Below are a number of options, where we feel the values set achieve reasonable out-of-box performance for general workloads. We didn’t change these options because of the concern of incompatibility or regression when users upgrade their existing RocksDB instance to a newer version. We suggest that users tart their new DB projects with these settings:

  1. cf_options.level_compaction_dynamic_level_bytes = true;
  2. options.max_background_compactions = 4;
  3. options.max_background_flushes = 2;
  4. options.bytes_per_sync = 1048576;
  5. options.compaction_pri = kMinOverlappingRatio;
  6. table_options.block_size = 16 * 1024;
  7. table_options.cache_index_and_filter_blocks = true;
  8. table_options.pin_l0_filter_and_index_blocks_in_cache = true;

Don’t feel sad if you have existing services running with the defaults instead of these options. Whilst we believe that these are better than the default options, none of them is likely to bring significant improvements.

Conclusion and Further Reading

Now you are ready to test your application and see how your initial RocksDB performance looks. Hopefully it will be good enough!

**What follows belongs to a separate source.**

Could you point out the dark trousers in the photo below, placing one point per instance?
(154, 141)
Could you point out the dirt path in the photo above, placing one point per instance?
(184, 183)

If the performance of RocksDB within your application after the basic set-up described above, is good enough for you, we don’t recommend that you tune it further. As it is common for a workload to change over time, if you expend unnecessary resources upfront to tune RocksDB to be highly performant for your current workload, some modest change in future to that workload may push the performance off a cliff.

On the other hand, if the performance is not good enough for you, you can further tune RocksDB by following the more detailed Tuning Guide.